What more can be said about the Oilers? Connor McDavid could be skating between Taylor Hall and Jordan Eberle right now. Instead, he had to play a game lugging Milan Lucic and Jujhar Khaira around the ice. Then word came out yesterday that Pete Chiarelli, who is somehow still the GM of the Oilers, is on a “full court press” to find help at forward. It’s the saddest music in the world, but you can’t help but laugh.
How did the Coyotes get weird? Well, Brad Richardson is their leading goalscorer. ‘Nuff said.
Then there’s the last place Kings, who were supposed to be loading up for one more run at the Stanley Cup after adding Ilya Kovalchuk in free agency. Instead, they’ve been a disaster, with their aging lineup struggling to keep up with the speed of the West. They’re utterly bizarre: they managed just 16 shots on goal against the Oilers earlier this month; a week later they piled up 40 shots in a dominant performance against the Pittsburgh Penguins.

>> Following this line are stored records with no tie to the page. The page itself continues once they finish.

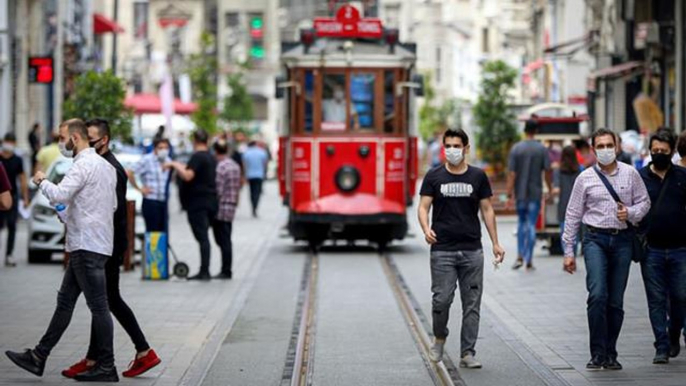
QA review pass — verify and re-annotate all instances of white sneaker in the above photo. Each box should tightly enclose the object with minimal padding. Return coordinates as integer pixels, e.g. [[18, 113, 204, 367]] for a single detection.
[[460, 354, 481, 369], [429, 339, 445, 362]]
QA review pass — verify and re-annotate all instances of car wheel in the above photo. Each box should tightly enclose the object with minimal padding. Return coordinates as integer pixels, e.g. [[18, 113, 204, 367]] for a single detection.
[[29, 249, 52, 264]]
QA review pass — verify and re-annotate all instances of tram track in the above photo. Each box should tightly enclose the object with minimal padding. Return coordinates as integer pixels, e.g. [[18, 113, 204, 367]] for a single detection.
[[280, 252, 465, 386]]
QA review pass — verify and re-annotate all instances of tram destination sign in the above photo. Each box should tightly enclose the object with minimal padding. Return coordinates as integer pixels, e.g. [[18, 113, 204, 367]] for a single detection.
[[314, 4, 383, 39]]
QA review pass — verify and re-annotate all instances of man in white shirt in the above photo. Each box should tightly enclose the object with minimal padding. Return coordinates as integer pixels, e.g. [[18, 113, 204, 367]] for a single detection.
[[6, 119, 119, 382]]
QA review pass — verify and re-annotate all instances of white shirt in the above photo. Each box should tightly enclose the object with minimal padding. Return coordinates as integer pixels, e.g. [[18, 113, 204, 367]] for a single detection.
[[39, 148, 117, 256]]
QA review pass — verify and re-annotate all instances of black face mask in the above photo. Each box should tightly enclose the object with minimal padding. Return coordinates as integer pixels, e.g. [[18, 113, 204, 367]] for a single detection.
[[650, 153, 672, 170]]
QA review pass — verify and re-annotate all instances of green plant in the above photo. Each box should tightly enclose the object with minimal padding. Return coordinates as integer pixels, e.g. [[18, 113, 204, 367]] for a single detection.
[[188, 32, 218, 135], [474, 60, 519, 176], [221, 72, 253, 131], [63, 71, 133, 142]]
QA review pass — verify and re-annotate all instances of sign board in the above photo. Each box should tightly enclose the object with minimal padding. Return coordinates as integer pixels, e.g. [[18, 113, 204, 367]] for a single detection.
[[29, 56, 55, 84], [314, 4, 383, 39]]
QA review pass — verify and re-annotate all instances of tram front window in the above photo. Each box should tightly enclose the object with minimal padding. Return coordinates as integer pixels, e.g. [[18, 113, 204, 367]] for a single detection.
[[322, 74, 359, 131]]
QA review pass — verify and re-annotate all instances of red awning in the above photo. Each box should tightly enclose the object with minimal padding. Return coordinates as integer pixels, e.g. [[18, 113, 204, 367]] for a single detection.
[[93, 13, 124, 35], [589, 61, 643, 79], [124, 94, 198, 115]]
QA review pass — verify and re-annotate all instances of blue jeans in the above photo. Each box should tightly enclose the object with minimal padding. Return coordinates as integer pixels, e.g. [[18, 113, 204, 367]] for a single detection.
[[517, 200, 541, 264], [641, 248, 686, 353], [583, 230, 632, 359]]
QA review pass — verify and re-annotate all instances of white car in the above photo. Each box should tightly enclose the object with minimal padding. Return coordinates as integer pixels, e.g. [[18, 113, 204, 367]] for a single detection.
[[28, 154, 145, 263]]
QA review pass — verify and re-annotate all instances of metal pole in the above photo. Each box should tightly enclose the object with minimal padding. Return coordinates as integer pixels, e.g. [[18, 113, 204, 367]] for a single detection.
[[112, 0, 119, 75]]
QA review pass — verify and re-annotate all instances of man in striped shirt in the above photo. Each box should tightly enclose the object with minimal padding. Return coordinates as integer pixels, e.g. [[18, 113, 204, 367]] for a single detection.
[[562, 129, 650, 370], [212, 141, 241, 279]]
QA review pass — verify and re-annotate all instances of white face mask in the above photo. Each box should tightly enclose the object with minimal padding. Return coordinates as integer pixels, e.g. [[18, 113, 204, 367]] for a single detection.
[[445, 147, 464, 166], [57, 142, 74, 158], [157, 149, 169, 162], [595, 149, 617, 166]]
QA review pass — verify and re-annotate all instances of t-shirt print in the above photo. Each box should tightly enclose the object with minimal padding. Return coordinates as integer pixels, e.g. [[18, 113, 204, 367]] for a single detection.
[[441, 182, 474, 197]]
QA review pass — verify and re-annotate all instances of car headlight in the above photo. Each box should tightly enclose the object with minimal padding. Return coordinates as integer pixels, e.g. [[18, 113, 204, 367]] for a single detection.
[[335, 166, 360, 192]]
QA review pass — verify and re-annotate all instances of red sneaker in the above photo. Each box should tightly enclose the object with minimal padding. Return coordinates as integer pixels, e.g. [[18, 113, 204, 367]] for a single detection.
[[122, 349, 162, 378], [62, 359, 95, 378]]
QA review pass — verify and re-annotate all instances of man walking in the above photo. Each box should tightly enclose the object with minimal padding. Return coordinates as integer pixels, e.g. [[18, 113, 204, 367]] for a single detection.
[[419, 130, 505, 368], [0, 133, 30, 267], [243, 141, 269, 217], [212, 141, 241, 279], [562, 129, 650, 370], [640, 129, 686, 364], [165, 129, 218, 280], [128, 137, 171, 232], [56, 119, 161, 378], [6, 119, 119, 382], [507, 120, 553, 270]]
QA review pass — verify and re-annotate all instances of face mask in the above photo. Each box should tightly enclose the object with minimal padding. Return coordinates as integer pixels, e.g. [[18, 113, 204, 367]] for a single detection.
[[57, 142, 74, 158], [596, 149, 617, 166], [650, 153, 672, 170], [157, 149, 169, 162], [445, 147, 464, 166]]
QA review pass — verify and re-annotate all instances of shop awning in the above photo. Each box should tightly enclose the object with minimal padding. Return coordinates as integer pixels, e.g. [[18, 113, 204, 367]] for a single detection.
[[124, 94, 198, 115], [93, 13, 124, 35], [589, 61, 643, 79]]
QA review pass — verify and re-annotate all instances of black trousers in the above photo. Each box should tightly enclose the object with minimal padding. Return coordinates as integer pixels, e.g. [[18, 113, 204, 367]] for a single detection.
[[187, 208, 216, 275], [248, 178, 264, 214], [0, 202, 19, 256], [35, 250, 114, 368], [212, 219, 233, 275], [141, 198, 168, 232], [86, 256, 150, 360]]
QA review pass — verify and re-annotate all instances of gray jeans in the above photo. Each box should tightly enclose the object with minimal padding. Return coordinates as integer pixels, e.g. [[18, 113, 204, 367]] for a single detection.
[[431, 249, 484, 356]]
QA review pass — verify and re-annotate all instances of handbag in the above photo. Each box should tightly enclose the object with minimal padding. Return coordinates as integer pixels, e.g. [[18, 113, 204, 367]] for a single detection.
[[593, 168, 669, 263]]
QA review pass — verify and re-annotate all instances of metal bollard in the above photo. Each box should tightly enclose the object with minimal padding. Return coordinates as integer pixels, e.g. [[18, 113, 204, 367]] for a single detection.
[[124, 200, 136, 272]]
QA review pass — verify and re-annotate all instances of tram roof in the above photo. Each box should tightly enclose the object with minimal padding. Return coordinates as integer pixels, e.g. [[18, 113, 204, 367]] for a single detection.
[[281, 38, 417, 67]]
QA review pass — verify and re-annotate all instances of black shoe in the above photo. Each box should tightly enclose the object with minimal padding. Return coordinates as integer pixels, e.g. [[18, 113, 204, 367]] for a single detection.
[[586, 355, 605, 370], [5, 348, 45, 377], [653, 352, 669, 365], [188, 273, 211, 281], [74, 366, 119, 382], [603, 358, 623, 370], [669, 339, 681, 358], [512, 258, 524, 269]]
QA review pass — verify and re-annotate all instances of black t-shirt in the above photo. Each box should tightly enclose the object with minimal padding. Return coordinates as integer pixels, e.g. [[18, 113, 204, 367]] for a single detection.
[[0, 154, 24, 201], [639, 165, 686, 249], [185, 151, 218, 210], [102, 151, 129, 259], [419, 165, 493, 252]]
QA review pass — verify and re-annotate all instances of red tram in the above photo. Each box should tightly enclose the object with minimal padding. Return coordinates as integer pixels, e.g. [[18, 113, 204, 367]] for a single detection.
[[276, 5, 422, 247]]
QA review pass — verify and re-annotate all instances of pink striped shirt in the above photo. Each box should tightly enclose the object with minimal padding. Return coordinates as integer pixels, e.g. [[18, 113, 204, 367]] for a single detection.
[[562, 162, 650, 256]]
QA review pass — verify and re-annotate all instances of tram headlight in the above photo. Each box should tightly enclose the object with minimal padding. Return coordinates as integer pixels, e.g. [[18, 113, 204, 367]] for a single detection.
[[335, 166, 360, 192]]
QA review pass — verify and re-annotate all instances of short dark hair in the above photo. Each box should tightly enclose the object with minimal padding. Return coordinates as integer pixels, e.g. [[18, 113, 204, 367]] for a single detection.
[[152, 138, 171, 149], [591, 127, 617, 147], [193, 129, 209, 144], [524, 119, 538, 134], [443, 129, 469, 146], [86, 118, 112, 139], [648, 127, 676, 153], [212, 140, 229, 155], [676, 130, 686, 158]]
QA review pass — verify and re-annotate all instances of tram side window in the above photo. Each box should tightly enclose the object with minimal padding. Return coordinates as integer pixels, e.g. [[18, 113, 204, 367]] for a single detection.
[[383, 71, 397, 134], [322, 74, 356, 131], [303, 70, 314, 133], [350, 74, 376, 130]]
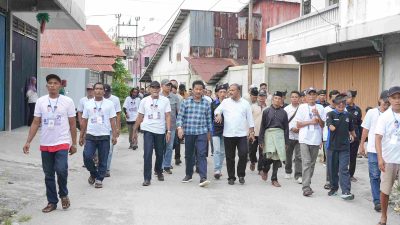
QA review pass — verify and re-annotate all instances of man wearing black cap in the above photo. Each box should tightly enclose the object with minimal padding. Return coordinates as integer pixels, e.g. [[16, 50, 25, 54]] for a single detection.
[[358, 90, 390, 212], [23, 74, 77, 213], [375, 86, 400, 225], [317, 90, 329, 108], [258, 91, 289, 187], [326, 94, 356, 200], [346, 90, 362, 182], [133, 81, 171, 186], [104, 84, 122, 177]]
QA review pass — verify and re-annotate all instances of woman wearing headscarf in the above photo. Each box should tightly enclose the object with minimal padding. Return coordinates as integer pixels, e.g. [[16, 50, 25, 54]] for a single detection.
[[26, 77, 39, 126]]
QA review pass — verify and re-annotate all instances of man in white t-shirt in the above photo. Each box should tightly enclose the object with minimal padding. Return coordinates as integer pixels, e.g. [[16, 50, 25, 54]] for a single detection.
[[23, 74, 77, 213], [79, 83, 118, 188], [123, 88, 140, 150], [133, 81, 172, 186], [104, 84, 121, 177], [358, 90, 390, 212], [295, 87, 325, 197], [375, 86, 400, 224]]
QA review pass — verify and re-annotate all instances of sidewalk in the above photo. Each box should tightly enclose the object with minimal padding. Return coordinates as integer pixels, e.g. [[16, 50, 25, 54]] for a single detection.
[[0, 128, 400, 225]]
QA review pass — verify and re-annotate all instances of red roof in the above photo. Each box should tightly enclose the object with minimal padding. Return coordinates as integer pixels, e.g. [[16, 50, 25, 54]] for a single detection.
[[40, 25, 125, 71]]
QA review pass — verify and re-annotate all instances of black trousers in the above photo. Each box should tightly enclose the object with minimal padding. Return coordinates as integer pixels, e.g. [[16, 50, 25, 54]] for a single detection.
[[224, 136, 248, 180], [249, 137, 263, 171], [349, 139, 360, 177]]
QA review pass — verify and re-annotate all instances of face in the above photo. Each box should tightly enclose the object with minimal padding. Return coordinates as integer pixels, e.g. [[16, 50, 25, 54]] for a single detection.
[[218, 89, 226, 99], [192, 84, 204, 99], [46, 79, 61, 94], [389, 93, 400, 110], [94, 84, 104, 98], [290, 93, 300, 105]]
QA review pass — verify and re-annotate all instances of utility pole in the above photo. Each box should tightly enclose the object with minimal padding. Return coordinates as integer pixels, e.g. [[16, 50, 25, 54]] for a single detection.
[[247, 0, 254, 89]]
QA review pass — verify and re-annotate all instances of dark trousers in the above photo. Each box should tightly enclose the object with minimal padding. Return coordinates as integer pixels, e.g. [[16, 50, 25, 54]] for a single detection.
[[83, 138, 110, 181], [349, 139, 360, 177], [263, 159, 282, 181], [185, 134, 208, 178], [173, 132, 181, 160], [42, 150, 68, 205], [28, 103, 36, 126], [327, 150, 351, 194], [249, 137, 263, 171], [143, 131, 166, 180], [224, 137, 248, 180]]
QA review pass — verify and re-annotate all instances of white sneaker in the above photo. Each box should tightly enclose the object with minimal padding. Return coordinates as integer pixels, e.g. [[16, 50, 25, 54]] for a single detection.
[[296, 177, 303, 184]]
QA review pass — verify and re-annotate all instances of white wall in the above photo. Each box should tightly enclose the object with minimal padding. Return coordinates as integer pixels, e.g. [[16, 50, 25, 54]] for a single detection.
[[152, 15, 192, 86]]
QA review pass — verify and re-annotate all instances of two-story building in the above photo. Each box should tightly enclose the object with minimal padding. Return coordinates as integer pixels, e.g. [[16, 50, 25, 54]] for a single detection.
[[267, 0, 400, 110]]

Finally, there’s the Canucks, who might out-weird them all.
They’re led in scoring by a 20-year-old rookie that is playing centre for the first time in years, electrifying the rest of the league in the process. Their goaltending is thoroughly mediocre, except for in December, when it was the best in the NHL.
They have the worst scoring chance differential in the NHL and sometimes can’t seem to find the offensive zone to save their lives, but other times, namely when that 20-year-old rookie takes the ice, scoring chances materialize out of thin air.
They had a streak where they won just one of 13 games. That was immediately followed by 13 games in which they were one of the best teams in the NHL, winning nine games.
Against the Flames, obviously the best team in the Pacific and arguably the best team in the Western Conference, the Canucks have won two of three games. They're the only Pacific Division team to beat the Flames twice this season.
They’re a rebuilding team that was just barely able to admit they were in a rebuild and might be prematurely convinced the rebuild is over because the rest of the Pacific Division got weird and terrible.
The Canucks are a weird team. They fit right in with the rest of the Pacific.